Non è solo una nuova vettura, ma un tassello strategico: un crossover di fascia alta pensato per mercati internazionali in crescita e per un tipo di clientela che chiede tecnologia, comfort e status, ma non necessariamente un’elettrificazione “alla spina”.
Il posizionamento lo raccontano già le dimensioni: 4,92 metri di lunghezza, 1,89 di larghezza e 1,64 di altezza, numeri da D/E-SUV che mettono Filante nel territorio delle grandi ammiraglie. Il design lavora proprio su questo: suv nelle proporzioni, quasi coupé nella tensione delle superfici. Il frontale è scenografico, con una calandra tridimensionale e una firma luminosa pensata anche per i rituali di accoglienza e congedo (welcome e departure lighting). Al posteriore l’andamento del lunotto e l’alettone sospeso cercano l’effetto “filante” senza rinunciare a un’impronta solida. L’obiettivo è evidente: distinguersi in un segmento pieno di modelli simili.

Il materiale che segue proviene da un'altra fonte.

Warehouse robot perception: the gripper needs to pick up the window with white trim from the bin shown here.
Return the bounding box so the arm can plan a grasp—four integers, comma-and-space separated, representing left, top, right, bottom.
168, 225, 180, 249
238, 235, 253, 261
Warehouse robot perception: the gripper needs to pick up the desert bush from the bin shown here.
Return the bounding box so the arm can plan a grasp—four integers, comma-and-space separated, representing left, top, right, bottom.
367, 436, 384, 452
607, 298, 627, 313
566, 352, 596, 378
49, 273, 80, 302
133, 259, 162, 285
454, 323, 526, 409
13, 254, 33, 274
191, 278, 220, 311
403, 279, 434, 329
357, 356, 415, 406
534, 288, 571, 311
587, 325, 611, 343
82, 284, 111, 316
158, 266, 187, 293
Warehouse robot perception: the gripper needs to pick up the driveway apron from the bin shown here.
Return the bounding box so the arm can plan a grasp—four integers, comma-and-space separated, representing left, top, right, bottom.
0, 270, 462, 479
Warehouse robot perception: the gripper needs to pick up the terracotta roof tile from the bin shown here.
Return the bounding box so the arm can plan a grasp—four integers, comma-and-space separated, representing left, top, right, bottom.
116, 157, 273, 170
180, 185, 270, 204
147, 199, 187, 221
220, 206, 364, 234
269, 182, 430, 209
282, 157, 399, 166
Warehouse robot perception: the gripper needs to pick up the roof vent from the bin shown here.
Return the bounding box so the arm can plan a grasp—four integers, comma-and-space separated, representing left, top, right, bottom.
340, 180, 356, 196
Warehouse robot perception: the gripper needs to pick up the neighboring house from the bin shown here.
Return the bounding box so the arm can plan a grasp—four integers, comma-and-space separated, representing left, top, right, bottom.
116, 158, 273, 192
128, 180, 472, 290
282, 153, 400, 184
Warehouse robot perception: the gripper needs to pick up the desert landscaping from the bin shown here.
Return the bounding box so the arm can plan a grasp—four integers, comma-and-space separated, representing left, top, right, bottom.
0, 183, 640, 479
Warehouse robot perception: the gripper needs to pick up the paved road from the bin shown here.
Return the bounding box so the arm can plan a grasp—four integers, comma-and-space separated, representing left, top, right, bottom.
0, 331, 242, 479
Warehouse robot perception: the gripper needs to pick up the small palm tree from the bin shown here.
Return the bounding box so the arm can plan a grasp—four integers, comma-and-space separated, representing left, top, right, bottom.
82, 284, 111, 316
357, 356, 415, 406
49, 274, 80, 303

All’interno l’impostazione è da lounge, con un forte accento su digitalizzazione e atmosfera. La plancia è dominata da tre schermi da 12,3 pollici riuniti nell’OpenR Panorama Screen, più un head-up display in realtà aumentata da 25,6 pollici. Renault lavora anche su qualità e comfort acustico – dettaglio fondamentale nel segmento alto – e su un ambiente “premium” che passa da illuminazione, materiali e insonorizzazione.
Il cuore tecnico è la scelta della motorizzazione: Filante adotta un Full Hybrid E-Tech da 250 cavalli, composto da una unità termica 1.5 turbo benzina a iniezione diretta abbinato a due unità elettriche, batteria compatta e trasmissione DHT Pro.
La logica industriale è chiara: nei mercati extra-europei l’ibrido è la strada più rapida per crescere, perché offre consumi ridotti e guida elettrica in città senza dipendere dall’infrastruttura di ricarica. Renault indica percentuali elevate di utilizzo in elettrico nella guida urbana e un miglioramento sensibile dei consumi rispetto a un benzina tradizionale equivalente: al netto dei numeri da omologazione, il messaggio è che Filante vuole essere “moderna” senza complicare la vita al cliente.
Sul fronte sicurezza e assistenza alla guida, è disponibile un pacchetto completo. Oltre 30 ADAS, con funzioni ad alto valore percepito e utili nella guida reale, dalla gestione avanzata delle manovre ai sistemi di monitoraggio pensati per il traffico urbano.
Il punto forse più interessante, però, è la geografia del progetto. Filante nasce e viene prodotta in Corea, nello stabilimento di Busan, e la traiettoria commerciale dice molto della nuova Renault globale: debutto in Corea del Sud da marzo 2026, poi esportazione verso alcuni mercati del Sud America e infine arrivo nei Paesi del Golfo entro l’inizio del 2027. È un modello pensato per crescere dove la domanda sta salendo e dove l’elettrificazione deve essere pragmatica, non ideologica.
La nuova nata si inserisce infatti nell’International Game Plan 2027, la strategia con cui Renault vuole rafforzare la propria presenza fuori dall’Europa con nuovi modelli e con una quota crescente di veicoli elettrificati. Il metodo è “market by market”, anche nelle partnership: collaborazioni diverse a seconda delle aree, con un approccio industriale pragmatico e flessibile.
In questo senso Filante è una vettura bandiera, ma non da vetrina fine a sé stessa. E’ un’ammiraglia globale pensata per fare volumi, margini e reputazione. E il segnale è chiaro: Renault non sta semplicemente lanciando un modello, sta ridisegnando la mappa delle proprie ambizioni.